Viel Zeit zum Traurigsein bleibt ohnehin nicht: Morgens um halb sieben klingeln die Wecker. Um sieben gibt es Frühstück. Um halb acht strampeln die Nordlichter mit den Rädern in die Dorfschule. Um Viertel vor acht beginnt die erste Stunde. Insgesamt sind in drei Jahrgängen nur so viele Schüler, wie anderswo oft in einer Klasse sitzen. Zum Mittagessen treffen sich alle Lietzer wieder im Speisesaal des Internats.

Nachmittags ist dann häufig noch einmal Unterricht. Und zwischen fünf und halb sieben wird gebüffelt: Arbeitsstunde. Alle Nordlichter sitzen an ihren Schreibtischen, machen Hausaufgaben und lernen.

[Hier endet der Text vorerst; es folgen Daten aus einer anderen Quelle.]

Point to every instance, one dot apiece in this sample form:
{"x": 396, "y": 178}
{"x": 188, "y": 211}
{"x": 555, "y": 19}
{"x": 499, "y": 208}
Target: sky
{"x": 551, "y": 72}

Nach der Arbeitsstunde schallt es laut »Essen!« durchs Haus, und alle flitzen über das Schulgelände in den Speisesaal. Auch beim Essen gibt es Regeln: Wer zuerst da ist, deckt für seine Familie den Tisch. Wer die Marmelade leer macht, steht auf und füllt die Schale nach.

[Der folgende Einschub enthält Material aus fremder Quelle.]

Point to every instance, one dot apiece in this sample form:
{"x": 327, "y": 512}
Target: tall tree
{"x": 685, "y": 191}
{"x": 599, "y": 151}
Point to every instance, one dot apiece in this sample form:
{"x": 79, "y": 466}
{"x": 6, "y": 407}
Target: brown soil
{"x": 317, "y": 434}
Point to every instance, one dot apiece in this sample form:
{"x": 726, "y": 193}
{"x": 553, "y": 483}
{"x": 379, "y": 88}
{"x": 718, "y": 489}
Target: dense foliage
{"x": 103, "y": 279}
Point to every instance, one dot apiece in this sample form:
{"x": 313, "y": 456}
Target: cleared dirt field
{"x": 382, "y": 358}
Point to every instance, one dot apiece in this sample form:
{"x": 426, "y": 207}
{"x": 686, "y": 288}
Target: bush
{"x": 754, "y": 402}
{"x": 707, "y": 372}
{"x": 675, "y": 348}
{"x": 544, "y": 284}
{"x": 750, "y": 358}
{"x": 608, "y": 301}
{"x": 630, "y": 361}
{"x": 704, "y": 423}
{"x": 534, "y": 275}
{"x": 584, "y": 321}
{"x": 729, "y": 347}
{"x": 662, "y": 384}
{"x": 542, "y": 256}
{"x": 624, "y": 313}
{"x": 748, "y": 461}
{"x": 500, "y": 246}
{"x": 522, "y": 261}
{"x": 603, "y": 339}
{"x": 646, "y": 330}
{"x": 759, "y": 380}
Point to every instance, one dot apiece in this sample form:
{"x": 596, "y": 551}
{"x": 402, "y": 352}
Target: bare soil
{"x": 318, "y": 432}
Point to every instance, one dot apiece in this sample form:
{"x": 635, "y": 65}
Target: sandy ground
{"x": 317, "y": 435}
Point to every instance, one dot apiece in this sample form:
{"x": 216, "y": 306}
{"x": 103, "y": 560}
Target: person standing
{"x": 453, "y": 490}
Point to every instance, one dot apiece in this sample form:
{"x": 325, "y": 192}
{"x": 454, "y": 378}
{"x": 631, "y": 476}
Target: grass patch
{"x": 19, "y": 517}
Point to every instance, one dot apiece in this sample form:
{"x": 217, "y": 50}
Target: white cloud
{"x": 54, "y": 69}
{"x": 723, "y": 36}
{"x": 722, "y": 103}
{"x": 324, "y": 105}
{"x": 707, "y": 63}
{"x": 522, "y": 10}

Nachmittags und abends haben Anna, Theo und die anderen oft noch »Gilde« oder »AG«, Arbeitsgemeinschaft. Die Gilde übernimmt Arbeiten für die Schulgemeinschaft – hält zum Beispiel die Fahrräder in Schuss oder pflegt die Deiche. Die AG ist zum eigenen Spaß: Anna geht reiten, spielt Handball und Theater. Theo spielt Fußball und macht in der Kunst-AG mit. Bei solch einem Programm ist es schnell halb neun, und alle Nordlichter trudeln im Albatroshaus sein. Eine Stunde später ist Nachtruhe. Anna und Theo freuen sich darauf, im nächsten Jahr zu den Großen zu gehören. »Man darf länger aufbleiben und hat nicht so viele Verbote«, sagt Theo. Ab Klasse acht müssen sie auch nicht mehr in die Dorfschule radeln. Der Unterricht ist dann im Internat. »Später wohnst du halt richtig in deiner Schule!«, sagt Anna.

1 Kommentar

  1.   Anonym

    Ich lebe auch auf einem Internat und finde den Beitrag sehr interessant.Im Internat zu leben ist schwer,besonders der Anfang.Doch dann wird es immer besser.Auf Spiekeroog stelle ich es mir sehr schön vor,ich war schon mal dort.Ich wünsche Theo und Anna alles Gute und viel Glück in der Schule und dass das Heimweh bald vorbeigehen mag,aber das wird es bestimmt.Ausserdem finde ich es wirklich sehr sehr mutig,mit 10 bzw.12 Jahren auf ein Internat zu gehen.Viele,darunter auch ich,hätten das nie geschafft.